The aim of this course is to give you an introduction to Bayesian statistics. It is by no means intended to be an exhaustive course, so at the end of it, there will still be a lot for you to learn. However, I do hope that at the end of this workshop you’ll have a better understanding of Bayesian statistics, how it differs from Frequentist approaches, and how to incorporate some Bayesian methods into your research.

In this course we’ll primarily focus Bayesian hypothesis testing using Bayes factors. We’ll also discuss how Bayesian hypothesis testing differs from Null-hypothesis significance testing. Bayesian hypothesis testing with Bayes factors is just one of many approaches that could fall under the heading on Bayesian statistics. Other approaches would include things like Bayesian paramter estimation, and Bayesian regression modelling. These other approaches are definitely worth learning, but there simply aren’t within the scope of this short workshop.

How to use this book

You can read through this book just like you would read through any course notes. However, you’re get the most out of it if you work along with the code. To work along with the code click on one of the two badges that appear at the start of each chapter.

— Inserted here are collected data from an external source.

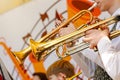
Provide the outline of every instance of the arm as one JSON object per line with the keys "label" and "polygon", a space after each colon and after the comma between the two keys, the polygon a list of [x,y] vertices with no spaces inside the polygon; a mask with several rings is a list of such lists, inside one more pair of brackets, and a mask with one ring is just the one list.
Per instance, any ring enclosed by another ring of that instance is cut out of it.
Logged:
{"label": "arm", "polygon": [[109,30],[92,29],[86,32],[83,41],[90,43],[90,48],[97,46],[100,58],[107,73],[113,78],[120,79],[120,37],[115,38],[112,42],[107,37]]}
{"label": "arm", "polygon": [[[116,38],[118,40],[120,37]],[[107,73],[113,79],[120,79],[120,50],[116,50],[107,36],[100,39],[97,47]]]}

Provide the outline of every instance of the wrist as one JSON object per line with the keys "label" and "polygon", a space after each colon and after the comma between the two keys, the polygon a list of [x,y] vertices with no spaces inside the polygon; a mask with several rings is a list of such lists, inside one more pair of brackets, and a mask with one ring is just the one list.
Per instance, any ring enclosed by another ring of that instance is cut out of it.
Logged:
{"label": "wrist", "polygon": [[99,41],[100,41],[102,38],[105,38],[105,37],[108,37],[108,35],[106,35],[106,34],[101,34],[100,37],[99,37],[98,43],[99,43]]}
{"label": "wrist", "polygon": [[107,45],[110,43],[111,43],[111,41],[108,36],[102,37],[97,44],[99,53],[103,53],[105,50],[107,50],[107,48],[108,48]]}

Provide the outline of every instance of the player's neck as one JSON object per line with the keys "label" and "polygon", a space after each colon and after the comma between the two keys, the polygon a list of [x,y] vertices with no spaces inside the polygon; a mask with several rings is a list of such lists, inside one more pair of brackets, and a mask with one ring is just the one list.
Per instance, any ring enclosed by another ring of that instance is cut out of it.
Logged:
{"label": "player's neck", "polygon": [[112,4],[108,10],[108,12],[112,15],[118,8],[120,8],[120,1],[115,0],[114,3]]}

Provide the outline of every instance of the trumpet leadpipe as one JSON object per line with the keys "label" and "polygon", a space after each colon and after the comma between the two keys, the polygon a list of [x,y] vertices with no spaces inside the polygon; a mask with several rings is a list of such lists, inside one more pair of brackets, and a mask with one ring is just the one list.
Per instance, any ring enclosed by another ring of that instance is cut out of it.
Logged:
{"label": "trumpet leadpipe", "polygon": [[[120,30],[116,30],[110,33],[110,39],[116,38],[118,36],[120,36]],[[74,47],[68,48],[68,51],[66,51],[65,54],[72,55],[87,48],[89,48],[89,43],[85,43],[85,42],[77,43],[77,45],[75,45]]]}

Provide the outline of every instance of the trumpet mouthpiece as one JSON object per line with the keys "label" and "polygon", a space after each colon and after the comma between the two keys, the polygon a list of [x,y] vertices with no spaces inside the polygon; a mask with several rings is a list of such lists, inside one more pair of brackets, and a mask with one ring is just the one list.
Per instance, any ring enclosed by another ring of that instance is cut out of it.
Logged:
{"label": "trumpet mouthpiece", "polygon": [[93,8],[95,8],[97,6],[97,3],[94,2],[94,4],[88,9],[89,11],[91,11]]}

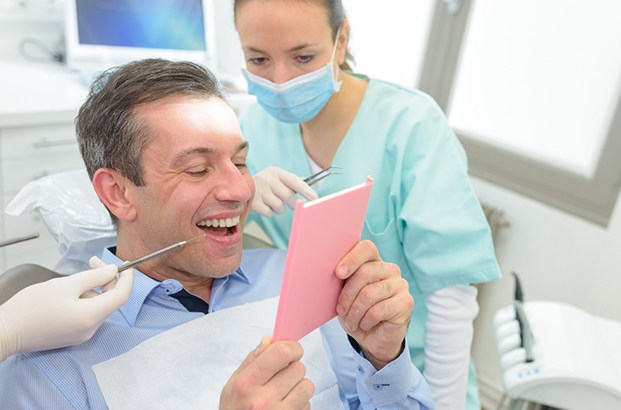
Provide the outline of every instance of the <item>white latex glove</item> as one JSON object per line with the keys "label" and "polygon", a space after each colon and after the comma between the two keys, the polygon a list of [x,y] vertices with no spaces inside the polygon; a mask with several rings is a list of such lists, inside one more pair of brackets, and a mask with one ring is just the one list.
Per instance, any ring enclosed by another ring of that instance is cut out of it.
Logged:
{"label": "white latex glove", "polygon": [[[132,289],[134,272],[121,272],[99,258],[91,270],[51,279],[22,289],[0,306],[0,361],[17,352],[54,349],[82,343],[122,306]],[[93,289],[101,287],[102,293]]]}
{"label": "white latex glove", "polygon": [[252,210],[265,217],[285,212],[285,204],[294,209],[296,193],[312,201],[317,193],[299,176],[278,167],[268,167],[254,175],[256,193]]}
{"label": "white latex glove", "polygon": [[477,288],[453,285],[427,296],[424,376],[437,409],[466,407]]}

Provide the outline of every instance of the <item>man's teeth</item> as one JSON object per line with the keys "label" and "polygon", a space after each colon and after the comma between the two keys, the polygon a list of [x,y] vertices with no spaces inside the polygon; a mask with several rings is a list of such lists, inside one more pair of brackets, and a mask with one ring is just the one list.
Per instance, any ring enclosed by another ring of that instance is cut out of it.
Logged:
{"label": "man's teeth", "polygon": [[200,221],[197,225],[200,227],[214,227],[214,228],[230,228],[231,226],[235,226],[239,223],[239,216],[235,218],[226,218],[226,219],[209,219],[206,221]]}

The first badge will allow you to download the RMarkdown file that contains all the code for the examples. You’ll be able to load this up in RStudio.

The second badge will allow you to open the chapter in Google Colab. The interface for Google Colab is similar to an RMardown document in that it will contain code and text. However, you won’t need R installed and you’ll be able to work with the file directly in your web browser. If you make any changes to the document then you’ll be able to save these directly in you Google Drive account. You’ll just need to login with a GMail account.


In the first part of this course will be a refresher on frequentist methods. In particular, we’ll talk about the sampling distribution, where it comes from, and how we do inference with it. Following this, we’ll cover some of the features of sampling distributions that have been criticised by Bayesian. From the sampling distribution, we’ll move on to likelihoods. We’ll see that likelihoods don’t suffer from some of the problems of sampling distributions, and we’ll see how to do inference with likelihoods.

Finally, we’ll learn how to compute and interpret Bayes factors, and we’ll learn about some of the considerations that go into specifying models for Bayes factors.